De oproeping voor de algemene vergadering van 7 februari 2019 voldoet naar het oordeel van de rechtbank aan het bepaalde in de statuten van JOUW, zodat de tijdens die vergadering genomen besluiten niet op grond van artikel 2:15 lid 1 sub a BW kunnen worden vernietigd. Het beroep dat Logistance doet op artikel 2:15 lid 1 sub b jo 2:8 lid 1 BW slaagt echter wel. [gedaagde 4] heeft zich naar het oordeel van de rechtbank jegens [A] ten aanzien van de algemene vergadering van 7 februari 2019 niet overeenkomstig de redelijkheid en billijkheid gedragen. Gelet op de geagendeerde onderwerpen – die voor [A] van groot belang waren en ten aanzien waarvan [gedaagde 4] deels een tegenstrijdig belang had – en het feit dat [A] de enig andere aandeelhouder was, had namelijk verwacht mogen worden dat [gedaagde 4] bij de gebleken afwezigheid van [A] contact met hem had gezocht om te informeren naar de reden van zijn afwezigheid. Nu hij dit heeft nagelaten en in zijn eentje voor [A] /Logistance nadelige besluiten heeft genomen, zijn deze besluiten op grond van artikel 2:15 lid 1 sub b BW vernietigbaar. De primair gevorderde vernietiging van alle op de algemene vergadering van 7 februari 2019 genomen besluiten zal derhalve worden toegewezen.
4.16.
Nu SCW, ONZE en JOUW grotendeels in het ongelijk worden gesteld, zullen zij in de proceskosten worden veroordeeld.

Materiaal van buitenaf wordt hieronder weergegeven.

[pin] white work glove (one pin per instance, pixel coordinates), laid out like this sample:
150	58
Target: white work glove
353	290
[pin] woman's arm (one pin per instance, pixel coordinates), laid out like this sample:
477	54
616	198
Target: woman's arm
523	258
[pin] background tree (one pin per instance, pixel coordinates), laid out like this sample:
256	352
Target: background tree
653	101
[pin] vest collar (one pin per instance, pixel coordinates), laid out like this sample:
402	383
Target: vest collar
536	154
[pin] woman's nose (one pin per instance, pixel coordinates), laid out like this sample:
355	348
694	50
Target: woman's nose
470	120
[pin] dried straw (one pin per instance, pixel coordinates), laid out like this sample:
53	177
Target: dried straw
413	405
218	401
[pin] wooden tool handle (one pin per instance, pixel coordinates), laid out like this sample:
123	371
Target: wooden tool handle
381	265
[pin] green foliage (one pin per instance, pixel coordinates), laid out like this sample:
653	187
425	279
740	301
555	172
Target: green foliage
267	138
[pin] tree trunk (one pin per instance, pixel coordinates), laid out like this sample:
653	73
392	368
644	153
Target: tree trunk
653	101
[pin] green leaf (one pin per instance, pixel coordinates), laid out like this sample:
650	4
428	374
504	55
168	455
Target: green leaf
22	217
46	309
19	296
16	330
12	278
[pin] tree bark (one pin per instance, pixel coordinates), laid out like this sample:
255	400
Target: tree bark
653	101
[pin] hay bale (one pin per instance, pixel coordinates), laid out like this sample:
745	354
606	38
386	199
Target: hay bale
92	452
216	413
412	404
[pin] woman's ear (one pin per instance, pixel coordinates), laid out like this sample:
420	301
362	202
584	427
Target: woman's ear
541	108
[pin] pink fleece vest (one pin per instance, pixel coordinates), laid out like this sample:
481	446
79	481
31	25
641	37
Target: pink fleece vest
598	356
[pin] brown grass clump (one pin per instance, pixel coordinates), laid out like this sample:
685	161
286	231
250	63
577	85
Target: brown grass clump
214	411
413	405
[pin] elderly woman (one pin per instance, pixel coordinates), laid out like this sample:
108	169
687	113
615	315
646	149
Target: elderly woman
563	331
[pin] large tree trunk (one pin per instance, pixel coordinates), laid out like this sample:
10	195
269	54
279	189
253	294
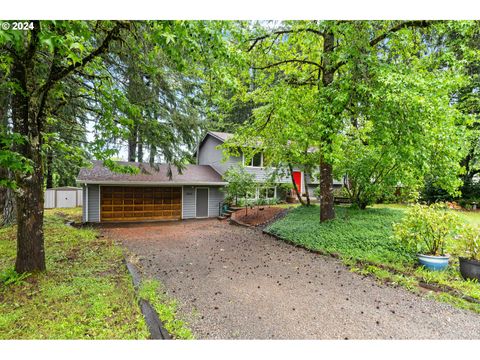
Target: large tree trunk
153	153
49	170
29	195
9	207
139	148
132	145
295	188
306	190
327	211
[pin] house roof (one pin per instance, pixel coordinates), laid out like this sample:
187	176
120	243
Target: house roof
65	188
221	136
148	175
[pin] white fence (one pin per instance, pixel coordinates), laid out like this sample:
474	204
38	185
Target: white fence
63	197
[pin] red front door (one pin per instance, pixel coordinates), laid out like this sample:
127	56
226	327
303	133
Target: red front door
297	177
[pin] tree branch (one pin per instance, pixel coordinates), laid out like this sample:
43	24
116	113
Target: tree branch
281	32
60	73
300	61
402	25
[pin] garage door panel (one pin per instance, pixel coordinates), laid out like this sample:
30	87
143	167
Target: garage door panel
140	203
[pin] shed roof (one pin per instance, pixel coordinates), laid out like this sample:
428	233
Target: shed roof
150	175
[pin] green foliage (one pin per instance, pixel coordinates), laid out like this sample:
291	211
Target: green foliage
166	308
11	277
427	229
470	238
86	294
384	117
240	183
364	241
10	159
362	235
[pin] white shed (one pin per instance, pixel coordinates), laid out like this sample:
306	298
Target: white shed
63	197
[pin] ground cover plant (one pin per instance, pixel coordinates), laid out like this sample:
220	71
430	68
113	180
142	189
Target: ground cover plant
363	240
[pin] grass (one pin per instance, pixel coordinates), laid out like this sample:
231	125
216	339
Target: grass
363	240
86	292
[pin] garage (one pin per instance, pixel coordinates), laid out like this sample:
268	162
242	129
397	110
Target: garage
153	193
127	203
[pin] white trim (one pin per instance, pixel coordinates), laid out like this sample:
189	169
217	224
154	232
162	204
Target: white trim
152	183
251	166
86	208
208	202
301	180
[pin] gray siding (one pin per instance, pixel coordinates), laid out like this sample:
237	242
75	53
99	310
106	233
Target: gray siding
208	154
84	201
215	196
93	203
311	188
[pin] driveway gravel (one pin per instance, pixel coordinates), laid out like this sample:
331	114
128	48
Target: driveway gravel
238	283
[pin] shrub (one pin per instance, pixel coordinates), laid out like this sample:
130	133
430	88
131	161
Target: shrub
470	237
426	229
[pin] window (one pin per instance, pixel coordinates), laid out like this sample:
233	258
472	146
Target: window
255	161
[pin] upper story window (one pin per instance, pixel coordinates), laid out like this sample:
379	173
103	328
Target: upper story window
255	161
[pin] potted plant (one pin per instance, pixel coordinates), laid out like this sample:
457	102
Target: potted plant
470	263
426	230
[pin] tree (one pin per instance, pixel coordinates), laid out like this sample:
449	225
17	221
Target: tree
320	57
37	64
240	183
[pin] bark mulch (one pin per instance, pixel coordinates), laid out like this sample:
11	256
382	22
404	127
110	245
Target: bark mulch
256	216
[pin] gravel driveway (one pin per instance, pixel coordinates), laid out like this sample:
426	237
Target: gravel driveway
237	283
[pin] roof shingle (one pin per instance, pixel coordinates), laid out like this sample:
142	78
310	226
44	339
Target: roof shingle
191	175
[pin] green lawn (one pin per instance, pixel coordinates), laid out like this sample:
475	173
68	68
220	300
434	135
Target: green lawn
363	240
86	292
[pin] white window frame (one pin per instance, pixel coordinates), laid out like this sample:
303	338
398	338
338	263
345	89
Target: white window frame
251	160
208	202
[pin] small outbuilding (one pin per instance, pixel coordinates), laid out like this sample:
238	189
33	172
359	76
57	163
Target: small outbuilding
63	197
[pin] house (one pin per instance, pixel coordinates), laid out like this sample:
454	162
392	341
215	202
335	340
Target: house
210	153
194	193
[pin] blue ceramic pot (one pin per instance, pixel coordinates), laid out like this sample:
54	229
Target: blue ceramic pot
434	263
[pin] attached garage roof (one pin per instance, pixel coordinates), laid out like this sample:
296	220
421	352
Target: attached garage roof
148	175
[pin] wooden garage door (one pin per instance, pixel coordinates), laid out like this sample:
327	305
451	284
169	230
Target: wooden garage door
122	203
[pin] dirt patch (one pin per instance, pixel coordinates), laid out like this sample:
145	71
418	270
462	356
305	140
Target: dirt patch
258	215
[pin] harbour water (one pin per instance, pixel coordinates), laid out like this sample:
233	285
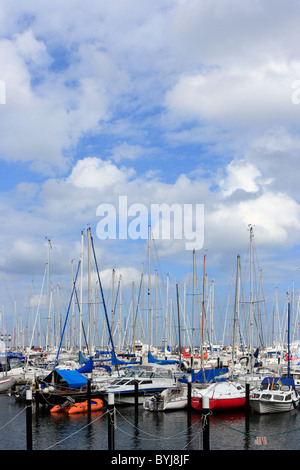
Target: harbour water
150	431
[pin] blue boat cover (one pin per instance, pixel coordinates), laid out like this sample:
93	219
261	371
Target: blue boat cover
152	360
207	375
73	378
282	380
87	367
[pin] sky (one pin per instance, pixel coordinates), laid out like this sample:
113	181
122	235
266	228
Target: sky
172	102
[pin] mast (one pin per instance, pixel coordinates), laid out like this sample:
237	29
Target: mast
178	313
202	323
235	307
193	311
133	320
89	291
251	299
81	283
149	287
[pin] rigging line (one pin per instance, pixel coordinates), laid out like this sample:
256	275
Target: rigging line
145	432
13	418
76	432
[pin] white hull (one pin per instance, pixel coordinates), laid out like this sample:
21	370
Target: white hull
275	395
6	385
169	399
263	407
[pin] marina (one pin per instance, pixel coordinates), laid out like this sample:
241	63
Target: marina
144	397
154	431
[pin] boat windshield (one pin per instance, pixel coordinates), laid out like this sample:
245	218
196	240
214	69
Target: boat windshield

Aangezien de vorderingen jegens [gedaagde 4] worden afgewezen, is een proceskostenveroordeling van hem niet op zijn plaats. De kosten aan de zijde van Logistance worden begroot op:
- dagvaarding € 97,23
- griffierecht 1.992,00
- salaris advocaat
1.086,00(2,0 punten × tarief € 543,00)
Totaal € 3.175,23

5.De beslissing

De rechtbank
5.1.
gebiedt SCW om binnen zeven dagen na betekening van dit vonnis mee te werken aan de overdracht van 50% van de aandelen in het kapitaal van ONZE aan Logistance in ruil voor betaling van € 1,-;
5.2.
machtigt Logistance om bij het uitblijven van voornoemde medewerking van SCW deze overdracht zelf te bewerkstelligen en bepaalt dat dit vonnis ex artikel 3:300 BW dezelfde kracht toekomt als de rechtshandeling die zijdens SCW nodig is om de leveringsakte ter zake van de aandelen te doen passeren bij de notaris, met dien verstande dat dit vonnis de handtekening zijdens SCW vervangt;
5.3.
verklaart voor recht dat SCW aansprakelijk is voor de schade die Logistance heeft geleden als gevolg van het niet nakomen van de verbintenis tot overdracht door SCW aan Logistance van 50% van de aandelen in het kapitaal van ONZE, in ruil voor betaling van
€ 1,-;
5.4.
vernietigt alle besluiten die volgens de notulen door de algemene vergadering van JOUW op 7 februari 2019 zijn genomen;
5.5.
veroordeelt SCW, ONZE en JOUW hoofdelijk in de proceskosten, aan de zijde van Logistance tot op heden begroot op € 3.175,23, te vermeerderen met de wettelijke rente als bedoeld in artikel 6:119 BW over dit bedrag met ingang van de vijftiende dag na heden tot de dag van volledige betaling,
5.6.
veroordeelt SCW, ONZE en JOUW hoofdelijk in de na dit vonnis ontstane kosten, begroot op € 157,00 aan salaris advocaat, te vermeerderen, onder de voorwaarde dat SCW, ONZE en JOUW niet binnen veertien dagen na aanschrijving aan het vonnis hebben voldaan en er vervolgens betekening van de uitspraak heeft plaatsgevonden, met een bedrag van € 82,00 aan salaris advocaat en de explootkosten van betekening van de uitspraak, en te vermeerderen met de wettelijke rente als bedoeld in artikel 6:119 BW over de nakosten met ingang van de vijftiende dag na heden tot de dag van volledige betaling,
5.7.
verklaart dit vonnis met uitzondering van de onder 5.3 uitgesproken verklaring voor recht uitvoerbaar bij voorraad,
5.8.
wijst het meer of anders gevorderde af.
Dit vonnis is gewezen door mr. M. Aksu en in het openbaar uitgesproken op 8 april 2020.